Marcelina Zawisza:

Po pierwsze, może się okazać że ludzie znieważyli pomnik smoka wawelskiego. Co jest o tyle skandaliczne, że smok wawelski znany jest ze swojej praworządności i na pewno byłby głęboko oburzony zachowaniem młodzieży. O ile by oczywiście istniał. To będzie bardzo ciekawa sprawa sądowa. Najstarszy zapis legendy o smoku wawelskim pochodzi z przełomu XII i XIII wieku. Już widzę tych świadków na sali sądowej, którzy udowadniają, że smoka znali i że w związku z tym mogą się w jego imieniu wypowiadać.

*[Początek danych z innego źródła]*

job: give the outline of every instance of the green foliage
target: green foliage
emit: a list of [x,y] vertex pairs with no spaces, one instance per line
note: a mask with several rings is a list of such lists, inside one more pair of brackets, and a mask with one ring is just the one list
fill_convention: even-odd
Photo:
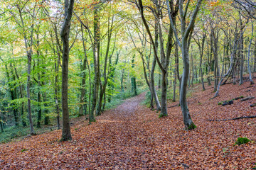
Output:
[[250,140],[247,137],[238,137],[237,141],[235,143],[235,145],[238,144],[240,145],[242,144],[246,144],[249,142]]

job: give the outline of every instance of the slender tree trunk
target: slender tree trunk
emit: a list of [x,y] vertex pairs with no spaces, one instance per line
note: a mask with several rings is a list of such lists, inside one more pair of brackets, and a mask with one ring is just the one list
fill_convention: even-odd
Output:
[[249,44],[249,47],[248,47],[248,59],[247,59],[247,68],[248,68],[248,72],[249,72],[249,79],[250,79],[251,85],[255,84],[253,82],[253,80],[252,78],[252,73],[251,73],[251,69],[250,67],[250,47],[252,45],[252,38],[253,38],[253,22],[252,21],[252,38],[250,40],[250,44]]
[[[37,50],[36,50],[36,55],[37,55],[37,60],[38,60],[38,67],[40,67],[40,52],[39,52],[39,28],[38,28],[38,32],[36,33],[36,46],[37,46]],[[41,117],[42,117],[42,108],[41,108],[41,75],[40,75],[40,72],[38,73],[38,92],[37,94],[38,96],[38,119],[37,119],[37,125],[36,127],[37,128],[41,128]]]
[[89,117],[90,122],[95,121],[95,115],[96,115],[96,106],[98,98],[98,91],[100,86],[100,16],[99,6],[95,5],[94,7],[94,42],[93,42],[93,59],[94,59],[94,69],[95,69],[95,84],[93,90],[93,98],[92,103],[92,110],[90,116]]

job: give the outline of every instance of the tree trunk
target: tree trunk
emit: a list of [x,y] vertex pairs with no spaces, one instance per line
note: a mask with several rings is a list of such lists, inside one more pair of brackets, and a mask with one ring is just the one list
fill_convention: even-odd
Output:
[[61,29],[63,42],[63,70],[62,70],[62,108],[63,108],[63,132],[61,141],[72,140],[68,112],[68,58],[69,58],[69,34],[70,21],[74,6],[74,0],[65,0],[65,20]]
[[93,60],[94,60],[94,69],[95,69],[95,79],[94,79],[94,90],[93,98],[92,103],[92,110],[89,117],[90,122],[95,122],[95,115],[96,115],[96,106],[98,98],[98,91],[100,86],[100,16],[99,16],[99,6],[96,4],[94,6],[93,11],[93,28],[94,28],[94,42],[93,42]]
[[252,45],[252,38],[253,38],[253,22],[252,21],[252,38],[250,40],[250,44],[249,44],[249,47],[248,47],[248,59],[247,59],[247,68],[248,68],[248,72],[249,72],[249,79],[250,79],[251,85],[255,84],[253,82],[253,80],[252,78],[252,73],[251,73],[251,69],[250,69],[250,46]]

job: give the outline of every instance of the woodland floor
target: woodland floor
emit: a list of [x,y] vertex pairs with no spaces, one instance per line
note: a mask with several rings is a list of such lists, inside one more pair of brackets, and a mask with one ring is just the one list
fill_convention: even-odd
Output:
[[[254,79],[256,81],[256,79]],[[213,88],[193,88],[188,107],[197,128],[185,131],[178,102],[169,103],[169,115],[159,118],[156,111],[140,103],[144,94],[126,100],[114,109],[72,127],[73,140],[60,142],[61,131],[0,144],[0,169],[252,169],[256,166],[256,142],[233,144],[238,137],[256,141],[256,118],[209,122],[207,119],[256,115],[256,98],[218,102],[240,96],[255,96],[256,85],[226,84],[220,96]]]

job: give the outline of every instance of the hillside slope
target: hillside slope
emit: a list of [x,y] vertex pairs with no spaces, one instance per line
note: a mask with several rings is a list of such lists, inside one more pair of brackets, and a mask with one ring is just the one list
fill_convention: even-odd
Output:
[[[60,142],[61,131],[0,144],[1,169],[242,169],[256,166],[256,144],[233,144],[239,137],[256,141],[256,118],[209,122],[208,119],[256,115],[256,99],[218,102],[240,96],[255,96],[255,86],[226,84],[220,96],[213,89],[193,89],[188,107],[197,128],[183,130],[181,111],[169,103],[169,115],[140,104],[144,94],[105,111],[97,122],[72,127],[73,140]],[[174,106],[174,107],[172,107]],[[184,165],[186,164],[186,165]]]

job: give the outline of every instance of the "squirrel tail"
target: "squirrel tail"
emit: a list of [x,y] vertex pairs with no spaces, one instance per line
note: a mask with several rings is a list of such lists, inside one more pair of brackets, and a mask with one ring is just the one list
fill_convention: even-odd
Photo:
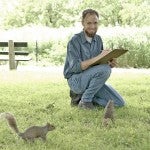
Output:
[[17,127],[16,119],[13,114],[8,112],[0,113],[0,118],[5,118],[9,127],[18,135],[20,134],[19,129]]

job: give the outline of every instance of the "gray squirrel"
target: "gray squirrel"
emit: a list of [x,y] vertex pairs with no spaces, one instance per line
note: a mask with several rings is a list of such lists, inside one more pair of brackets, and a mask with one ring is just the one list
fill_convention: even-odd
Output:
[[55,129],[55,126],[47,123],[45,126],[31,126],[21,133],[17,127],[16,119],[13,114],[8,112],[0,113],[0,118],[5,118],[10,128],[25,141],[34,141],[35,138],[42,138],[43,141],[46,141],[47,133]]

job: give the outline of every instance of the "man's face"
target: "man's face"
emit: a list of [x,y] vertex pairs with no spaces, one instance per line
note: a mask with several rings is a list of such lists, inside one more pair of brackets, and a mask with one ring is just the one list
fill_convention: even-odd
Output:
[[87,14],[82,25],[87,36],[93,37],[98,30],[98,17],[95,14]]

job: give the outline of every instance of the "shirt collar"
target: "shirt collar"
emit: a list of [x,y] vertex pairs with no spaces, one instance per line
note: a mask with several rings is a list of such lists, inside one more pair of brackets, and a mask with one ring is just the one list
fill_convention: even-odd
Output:
[[[84,31],[81,32],[81,40],[82,40],[82,43],[87,42]],[[96,35],[93,37],[92,41],[93,40],[96,41]]]

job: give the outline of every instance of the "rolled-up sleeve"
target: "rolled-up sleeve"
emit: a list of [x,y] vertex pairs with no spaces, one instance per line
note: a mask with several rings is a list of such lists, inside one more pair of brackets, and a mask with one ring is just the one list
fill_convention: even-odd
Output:
[[68,61],[69,61],[69,68],[72,73],[82,72],[79,49],[80,45],[77,43],[77,41],[72,40],[68,43],[67,47]]

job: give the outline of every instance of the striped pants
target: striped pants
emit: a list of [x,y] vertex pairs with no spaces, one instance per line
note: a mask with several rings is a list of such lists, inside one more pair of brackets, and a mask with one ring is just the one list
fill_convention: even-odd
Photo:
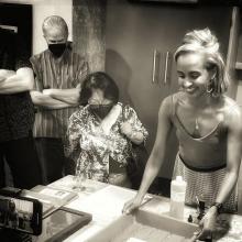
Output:
[[[206,202],[206,207],[210,207],[216,201],[219,189],[226,176],[226,167],[217,170],[197,172],[188,168],[182,161],[179,154],[176,156],[173,179],[176,176],[182,176],[187,182],[185,202],[190,206],[196,206],[196,196]],[[238,186],[234,188],[229,199],[223,204],[223,211],[238,211]]]

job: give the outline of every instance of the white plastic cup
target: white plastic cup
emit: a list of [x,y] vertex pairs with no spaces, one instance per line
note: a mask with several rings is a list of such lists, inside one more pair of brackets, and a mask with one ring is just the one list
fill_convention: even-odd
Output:
[[184,219],[184,207],[187,183],[182,176],[177,176],[170,184],[169,215],[177,219]]

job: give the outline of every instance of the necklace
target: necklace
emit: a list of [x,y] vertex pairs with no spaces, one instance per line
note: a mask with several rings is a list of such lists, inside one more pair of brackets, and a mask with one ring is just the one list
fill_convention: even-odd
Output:
[[199,138],[200,136],[199,125],[198,125],[198,118],[195,119],[195,130],[194,130],[193,136],[194,138]]

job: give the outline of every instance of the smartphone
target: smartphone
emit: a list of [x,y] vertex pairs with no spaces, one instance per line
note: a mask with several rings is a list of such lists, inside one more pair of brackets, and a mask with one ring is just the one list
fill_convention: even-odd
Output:
[[0,228],[33,235],[42,233],[42,204],[20,195],[0,191]]

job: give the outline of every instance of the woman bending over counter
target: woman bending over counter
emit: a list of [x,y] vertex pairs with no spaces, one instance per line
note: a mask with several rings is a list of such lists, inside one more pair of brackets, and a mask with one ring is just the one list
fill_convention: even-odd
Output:
[[118,86],[101,72],[84,80],[79,102],[85,107],[69,118],[65,148],[66,155],[77,163],[76,173],[131,187],[127,169],[135,160],[132,147],[147,138],[136,112],[119,102]]
[[241,162],[240,107],[224,96],[228,74],[217,37],[209,29],[187,33],[176,50],[180,90],[164,99],[156,140],[136,196],[123,212],[138,208],[163,164],[170,130],[179,141],[173,176],[187,182],[185,202],[195,206],[201,194],[208,211],[196,240],[209,237],[219,212],[238,209],[237,180]]

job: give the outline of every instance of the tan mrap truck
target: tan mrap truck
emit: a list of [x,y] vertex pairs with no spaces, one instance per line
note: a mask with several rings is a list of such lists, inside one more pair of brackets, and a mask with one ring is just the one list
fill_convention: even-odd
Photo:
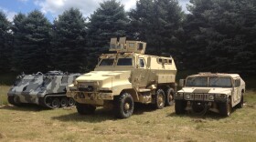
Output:
[[243,106],[245,82],[238,74],[199,73],[179,82],[184,87],[175,96],[178,115],[186,110],[204,115],[210,110],[229,117],[232,107]]
[[112,109],[119,118],[129,117],[134,102],[163,108],[174,102],[176,67],[172,57],[144,55],[146,43],[112,38],[94,71],[69,86],[80,114],[92,114],[96,106]]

Po drugie, ludzie mogą mieć postawione zarzuty „umieszczenia przedmiotów w niewłaściwym miejscu”. To ja od razu, droga Policjo, chciałabym złożyć samodonos, gdyż ciągle kładę rzeczy w miejscach niewłaściwych. Na przykład często ubrania zostawiam na krześle, zamiast włożyć do szafy albo do kosza na brudne ubrania. Co to w ogóle jest za podstawa zarzutów. Widać, że szyjecie i to szyjecie grubo.

Pośmialiśmy się, to teraz na poważnie.

Wieszanie tęczowych flag nie obraża. Zamiast biegać za młodymi ludźmi, którzy wieszają flagi, bo walczą o tolerancję i dla siebie i swoich bliskich, zajmijcie się proszę pedofilami w sutannach, którzy nadal pozostają bezkarni. Zajmijcie się mafią VAT-owską i lekową. Przemocą domową się zajmijcie, bo znowu zakatowane zostanie dziecko albo kobieta i będzie kolejna fala wymówek, że nikt nie wiedział, nikt nie widział. A ta niebieska karta to tak tylko założona.

Wiecie, poważnymi przestępstwami się zajmijcie.